An Unfair Justice System
Either way, Michael Vick’s brief moment with the law presented a truer picture of the pressure placed on the legal system: the courts and the judges, or jury, when handling a high-profile criminal case. When the justice does not live up to its expectations, public confidence wanes off and the suspicion of a different system for the famous or rich becomes even truer.
Consider the case of Martha Stewart, a highly successful American businesswoman who participated in illegal stock trading after having access to insider information. Despite the magnitude of the case, Stewart received preferential treatment at the prison, even taking up a job. She was then released after serving a one –year sentence and placed under house confinement.
The lght sentence was attributed to the fact that “the courts have been tied in knots as prosecutors and judges struggle to find an established legal duty that people violate when they trade on inside information” (Turow, 2004). Stewart’s case was another instance of how “justice is very different for the rich and poor” (Turow, 2004).

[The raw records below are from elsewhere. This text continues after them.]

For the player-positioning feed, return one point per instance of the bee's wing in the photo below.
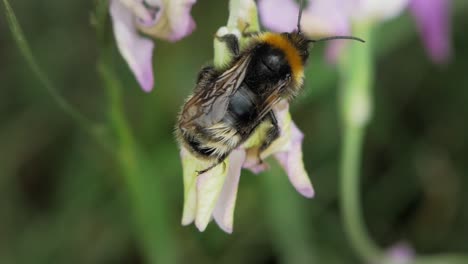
(275, 97)
(209, 104)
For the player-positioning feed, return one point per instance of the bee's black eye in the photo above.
(271, 62)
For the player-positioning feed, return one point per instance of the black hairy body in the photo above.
(229, 104)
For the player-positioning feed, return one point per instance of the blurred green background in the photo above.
(64, 199)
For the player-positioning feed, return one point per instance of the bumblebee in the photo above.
(229, 104)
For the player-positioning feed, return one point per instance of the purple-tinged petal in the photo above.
(292, 163)
(324, 18)
(334, 50)
(135, 49)
(278, 15)
(224, 210)
(377, 10)
(433, 21)
(172, 20)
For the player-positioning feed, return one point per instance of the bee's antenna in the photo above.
(337, 37)
(299, 17)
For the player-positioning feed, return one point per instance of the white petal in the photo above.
(224, 211)
(292, 163)
(135, 49)
(190, 187)
(209, 186)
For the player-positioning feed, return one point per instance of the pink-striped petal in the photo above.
(135, 49)
(433, 21)
(278, 15)
(173, 19)
(292, 163)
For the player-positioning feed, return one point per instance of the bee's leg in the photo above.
(232, 43)
(247, 34)
(272, 134)
(206, 73)
(219, 161)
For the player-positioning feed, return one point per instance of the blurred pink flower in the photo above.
(166, 19)
(213, 193)
(334, 17)
(320, 18)
(433, 21)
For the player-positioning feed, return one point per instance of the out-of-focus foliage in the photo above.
(64, 199)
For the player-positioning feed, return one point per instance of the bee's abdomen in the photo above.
(242, 107)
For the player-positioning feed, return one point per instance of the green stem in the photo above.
(61, 102)
(357, 75)
(144, 188)
(355, 228)
(356, 71)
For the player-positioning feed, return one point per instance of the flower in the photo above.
(320, 17)
(213, 193)
(433, 21)
(169, 20)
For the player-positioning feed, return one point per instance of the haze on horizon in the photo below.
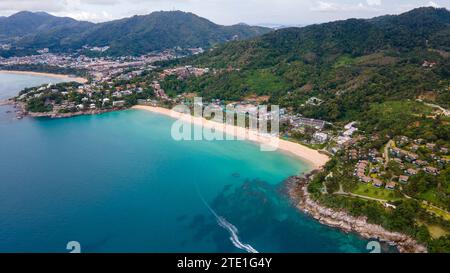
(226, 12)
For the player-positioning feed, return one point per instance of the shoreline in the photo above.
(44, 74)
(312, 157)
(297, 188)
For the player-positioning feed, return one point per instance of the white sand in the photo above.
(313, 157)
(58, 76)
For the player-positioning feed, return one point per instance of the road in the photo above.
(386, 151)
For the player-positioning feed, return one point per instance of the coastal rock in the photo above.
(297, 188)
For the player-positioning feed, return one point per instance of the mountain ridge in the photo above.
(135, 35)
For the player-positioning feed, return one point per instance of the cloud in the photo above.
(374, 2)
(323, 6)
(433, 4)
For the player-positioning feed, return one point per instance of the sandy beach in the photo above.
(312, 157)
(59, 76)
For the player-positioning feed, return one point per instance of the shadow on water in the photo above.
(266, 220)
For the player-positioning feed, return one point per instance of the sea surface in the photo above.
(118, 182)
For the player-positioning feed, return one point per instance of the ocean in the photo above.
(118, 182)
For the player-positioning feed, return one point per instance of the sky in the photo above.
(226, 12)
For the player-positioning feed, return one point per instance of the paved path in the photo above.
(386, 151)
(362, 196)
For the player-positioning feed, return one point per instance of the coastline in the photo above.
(297, 188)
(315, 159)
(51, 75)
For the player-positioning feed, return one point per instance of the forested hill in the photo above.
(349, 64)
(130, 36)
(325, 43)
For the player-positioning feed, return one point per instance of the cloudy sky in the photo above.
(223, 11)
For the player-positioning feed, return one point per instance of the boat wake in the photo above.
(232, 230)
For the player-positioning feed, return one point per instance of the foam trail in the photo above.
(229, 227)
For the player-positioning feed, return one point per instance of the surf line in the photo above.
(232, 230)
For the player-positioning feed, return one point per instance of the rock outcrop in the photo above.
(297, 187)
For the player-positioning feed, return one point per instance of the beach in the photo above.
(59, 76)
(314, 158)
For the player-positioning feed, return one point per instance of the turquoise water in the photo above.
(117, 182)
(10, 84)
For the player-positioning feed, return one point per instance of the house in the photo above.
(320, 137)
(420, 163)
(403, 178)
(412, 171)
(391, 185)
(119, 103)
(366, 179)
(387, 205)
(350, 131)
(411, 157)
(431, 170)
(350, 125)
(431, 146)
(377, 182)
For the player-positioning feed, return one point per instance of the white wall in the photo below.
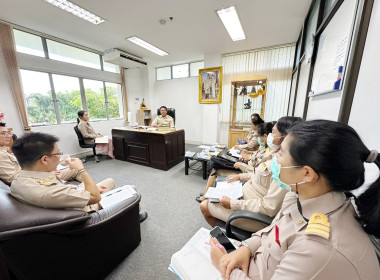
(136, 83)
(7, 103)
(365, 112)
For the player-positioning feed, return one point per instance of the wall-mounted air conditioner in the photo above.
(123, 59)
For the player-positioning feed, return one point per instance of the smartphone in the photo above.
(223, 239)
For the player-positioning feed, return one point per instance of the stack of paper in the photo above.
(232, 190)
(101, 140)
(193, 261)
(234, 152)
(116, 195)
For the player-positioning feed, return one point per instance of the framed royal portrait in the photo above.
(210, 85)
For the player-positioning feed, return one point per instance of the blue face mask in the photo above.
(260, 143)
(276, 169)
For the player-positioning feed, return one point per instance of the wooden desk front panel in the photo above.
(161, 151)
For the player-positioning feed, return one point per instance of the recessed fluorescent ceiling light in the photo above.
(146, 45)
(231, 22)
(76, 10)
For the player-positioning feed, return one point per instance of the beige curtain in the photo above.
(275, 64)
(124, 93)
(9, 54)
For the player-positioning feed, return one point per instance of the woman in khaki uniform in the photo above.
(252, 143)
(262, 154)
(85, 128)
(260, 194)
(317, 233)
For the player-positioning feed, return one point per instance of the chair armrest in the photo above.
(105, 215)
(255, 216)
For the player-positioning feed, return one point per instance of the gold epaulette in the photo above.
(319, 225)
(265, 167)
(45, 182)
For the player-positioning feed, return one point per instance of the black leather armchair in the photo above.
(38, 243)
(171, 112)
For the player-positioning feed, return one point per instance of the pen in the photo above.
(220, 246)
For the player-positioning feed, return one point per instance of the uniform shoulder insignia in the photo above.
(319, 225)
(44, 182)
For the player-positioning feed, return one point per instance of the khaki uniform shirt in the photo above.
(256, 158)
(9, 167)
(160, 121)
(87, 132)
(252, 142)
(261, 193)
(45, 190)
(346, 254)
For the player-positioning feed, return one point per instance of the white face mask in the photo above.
(270, 142)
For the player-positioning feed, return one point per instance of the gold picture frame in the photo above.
(210, 85)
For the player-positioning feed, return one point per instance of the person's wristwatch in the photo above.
(243, 243)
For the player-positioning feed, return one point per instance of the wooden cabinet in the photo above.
(234, 135)
(144, 117)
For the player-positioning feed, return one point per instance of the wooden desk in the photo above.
(157, 149)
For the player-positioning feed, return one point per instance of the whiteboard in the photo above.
(333, 48)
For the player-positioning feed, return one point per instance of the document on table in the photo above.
(234, 152)
(204, 147)
(193, 261)
(232, 190)
(101, 140)
(116, 195)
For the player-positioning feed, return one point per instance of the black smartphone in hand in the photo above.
(223, 239)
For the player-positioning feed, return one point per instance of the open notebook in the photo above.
(193, 261)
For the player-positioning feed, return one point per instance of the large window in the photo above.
(56, 99)
(38, 97)
(33, 44)
(95, 99)
(67, 91)
(65, 53)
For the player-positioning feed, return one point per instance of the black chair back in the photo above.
(171, 112)
(79, 135)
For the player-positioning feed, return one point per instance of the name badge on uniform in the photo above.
(319, 225)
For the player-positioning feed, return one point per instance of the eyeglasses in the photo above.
(55, 154)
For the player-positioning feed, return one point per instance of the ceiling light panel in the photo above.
(146, 45)
(76, 10)
(230, 19)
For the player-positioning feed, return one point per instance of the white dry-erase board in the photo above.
(333, 48)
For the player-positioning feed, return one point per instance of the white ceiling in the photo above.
(195, 30)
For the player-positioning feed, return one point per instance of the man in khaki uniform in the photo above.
(299, 251)
(37, 184)
(164, 119)
(260, 194)
(9, 166)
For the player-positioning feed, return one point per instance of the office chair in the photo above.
(83, 145)
(171, 112)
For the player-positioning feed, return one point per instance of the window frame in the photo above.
(82, 93)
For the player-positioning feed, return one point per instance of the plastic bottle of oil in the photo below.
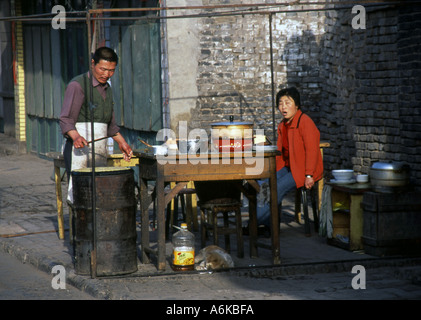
(183, 249)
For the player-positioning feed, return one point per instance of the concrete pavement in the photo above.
(310, 269)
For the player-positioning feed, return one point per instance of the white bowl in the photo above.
(161, 150)
(343, 174)
(362, 178)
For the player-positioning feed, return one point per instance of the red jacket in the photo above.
(304, 149)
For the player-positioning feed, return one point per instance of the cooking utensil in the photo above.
(161, 150)
(389, 176)
(343, 174)
(362, 178)
(99, 139)
(145, 143)
(232, 136)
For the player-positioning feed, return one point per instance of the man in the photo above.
(75, 117)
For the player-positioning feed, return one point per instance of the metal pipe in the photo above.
(344, 5)
(91, 106)
(272, 80)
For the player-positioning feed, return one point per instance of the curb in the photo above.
(97, 289)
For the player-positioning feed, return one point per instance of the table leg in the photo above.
(274, 213)
(252, 197)
(144, 205)
(160, 219)
(59, 195)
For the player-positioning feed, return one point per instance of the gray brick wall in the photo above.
(361, 87)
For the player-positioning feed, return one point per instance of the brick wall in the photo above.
(361, 87)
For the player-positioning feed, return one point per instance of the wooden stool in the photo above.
(188, 200)
(302, 199)
(209, 221)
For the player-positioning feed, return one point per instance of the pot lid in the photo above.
(233, 123)
(389, 166)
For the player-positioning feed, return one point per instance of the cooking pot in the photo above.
(389, 176)
(232, 136)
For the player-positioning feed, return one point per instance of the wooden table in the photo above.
(348, 219)
(113, 160)
(213, 166)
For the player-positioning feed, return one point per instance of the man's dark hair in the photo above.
(105, 53)
(290, 92)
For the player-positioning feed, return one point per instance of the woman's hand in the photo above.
(124, 147)
(309, 182)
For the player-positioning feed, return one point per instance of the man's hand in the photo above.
(124, 147)
(78, 140)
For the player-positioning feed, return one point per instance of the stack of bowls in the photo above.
(343, 174)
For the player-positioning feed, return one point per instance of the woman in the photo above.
(301, 161)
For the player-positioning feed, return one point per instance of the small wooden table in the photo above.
(348, 218)
(113, 160)
(182, 168)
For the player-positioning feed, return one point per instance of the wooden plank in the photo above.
(141, 77)
(46, 72)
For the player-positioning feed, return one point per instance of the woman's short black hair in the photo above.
(105, 53)
(290, 92)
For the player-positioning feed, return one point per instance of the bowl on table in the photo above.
(362, 178)
(343, 174)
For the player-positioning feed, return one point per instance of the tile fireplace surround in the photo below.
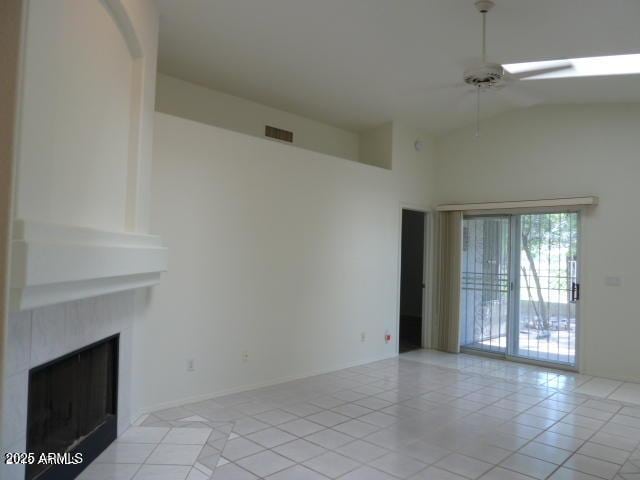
(43, 334)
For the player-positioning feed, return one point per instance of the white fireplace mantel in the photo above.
(55, 263)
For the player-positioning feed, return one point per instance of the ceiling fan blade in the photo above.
(555, 66)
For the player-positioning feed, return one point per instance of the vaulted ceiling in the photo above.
(359, 63)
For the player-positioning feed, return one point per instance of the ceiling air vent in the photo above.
(278, 134)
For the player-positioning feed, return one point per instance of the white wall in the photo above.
(376, 146)
(186, 100)
(83, 159)
(559, 151)
(277, 251)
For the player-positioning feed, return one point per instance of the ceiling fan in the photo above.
(489, 76)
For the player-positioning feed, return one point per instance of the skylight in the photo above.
(582, 67)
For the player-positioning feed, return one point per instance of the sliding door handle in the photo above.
(575, 292)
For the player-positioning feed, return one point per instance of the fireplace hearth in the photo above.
(72, 409)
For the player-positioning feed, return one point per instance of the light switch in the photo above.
(612, 281)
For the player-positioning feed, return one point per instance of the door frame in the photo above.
(427, 269)
(12, 23)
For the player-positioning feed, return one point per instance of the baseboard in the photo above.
(245, 388)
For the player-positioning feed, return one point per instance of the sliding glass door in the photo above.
(547, 287)
(520, 285)
(485, 283)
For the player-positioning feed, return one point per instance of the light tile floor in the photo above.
(424, 415)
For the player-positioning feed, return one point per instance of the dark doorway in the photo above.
(411, 280)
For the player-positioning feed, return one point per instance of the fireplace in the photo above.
(72, 408)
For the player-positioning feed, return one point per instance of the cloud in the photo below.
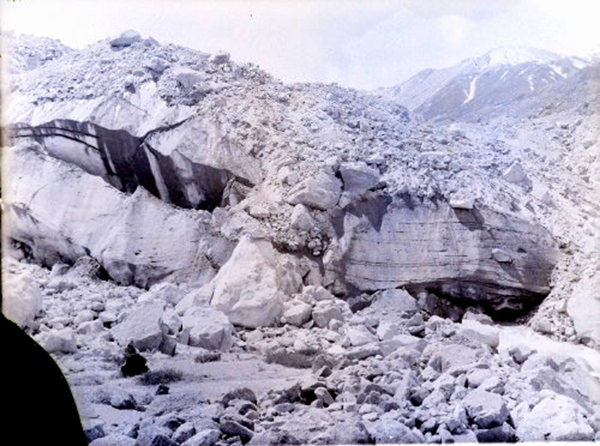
(355, 43)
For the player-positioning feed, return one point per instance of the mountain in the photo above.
(484, 86)
(302, 263)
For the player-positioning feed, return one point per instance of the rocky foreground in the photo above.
(217, 258)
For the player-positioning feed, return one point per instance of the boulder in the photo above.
(114, 440)
(142, 326)
(485, 334)
(391, 431)
(359, 335)
(21, 295)
(254, 283)
(297, 313)
(555, 418)
(515, 174)
(326, 310)
(394, 301)
(301, 218)
(453, 356)
(206, 437)
(461, 203)
(126, 39)
(486, 409)
(583, 307)
(321, 191)
(59, 341)
(206, 327)
(358, 177)
(187, 78)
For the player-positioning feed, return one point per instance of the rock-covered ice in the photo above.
(303, 263)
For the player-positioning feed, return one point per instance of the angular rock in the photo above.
(301, 218)
(359, 335)
(142, 326)
(133, 363)
(21, 296)
(555, 418)
(297, 313)
(325, 311)
(324, 396)
(461, 203)
(114, 440)
(390, 431)
(163, 440)
(394, 300)
(60, 341)
(206, 437)
(358, 177)
(486, 409)
(499, 434)
(232, 428)
(520, 353)
(486, 334)
(515, 174)
(321, 191)
(206, 327)
(254, 283)
(452, 356)
(241, 393)
(126, 39)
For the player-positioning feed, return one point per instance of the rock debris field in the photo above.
(214, 257)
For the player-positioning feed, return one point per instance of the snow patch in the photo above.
(472, 87)
(558, 70)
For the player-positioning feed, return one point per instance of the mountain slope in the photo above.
(479, 88)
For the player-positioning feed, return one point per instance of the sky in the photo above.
(360, 44)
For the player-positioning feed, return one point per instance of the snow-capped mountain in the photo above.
(180, 210)
(481, 87)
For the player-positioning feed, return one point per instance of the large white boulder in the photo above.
(321, 191)
(358, 177)
(143, 326)
(206, 327)
(254, 283)
(555, 418)
(21, 294)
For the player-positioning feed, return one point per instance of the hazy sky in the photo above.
(361, 44)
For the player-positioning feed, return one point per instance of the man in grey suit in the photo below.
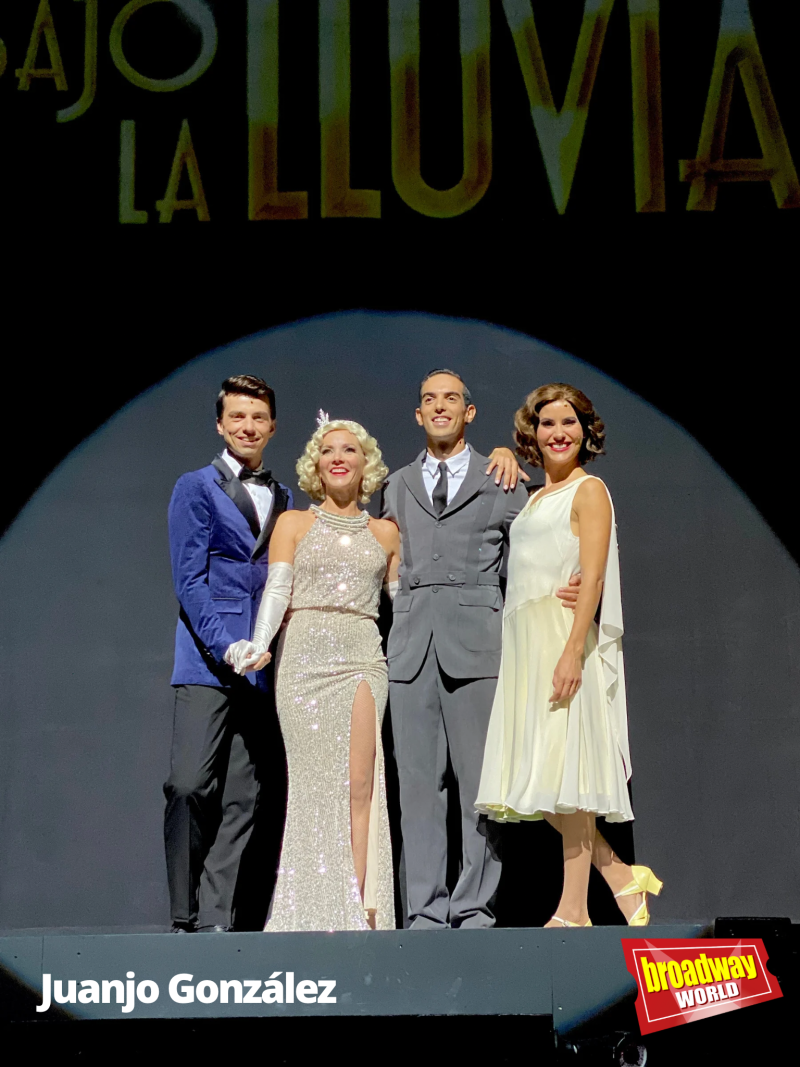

This paper does not advocate for harsher penalties for celebrities, rather, it pushes on the fair treatment of all persons irrespective of the status in the society. If a person is involved in any illegal activity, they should the full force of the law. Michael Vick’s case served to remind us of how long the legal system had taken long to act tough on well-known persons.
Adler, James. Michael Vick Dogfighting Scandal. 2011. Web. June 5, 2011. < http://football.about.com/od/teamsfalcons/i/Michael-Vick.htm >
Gorant, Jim. The Lost Dogs: Michael Vick’s Dogs and Their Tale of Rescue and Redemption. NY: Penguin Group USA, 2011.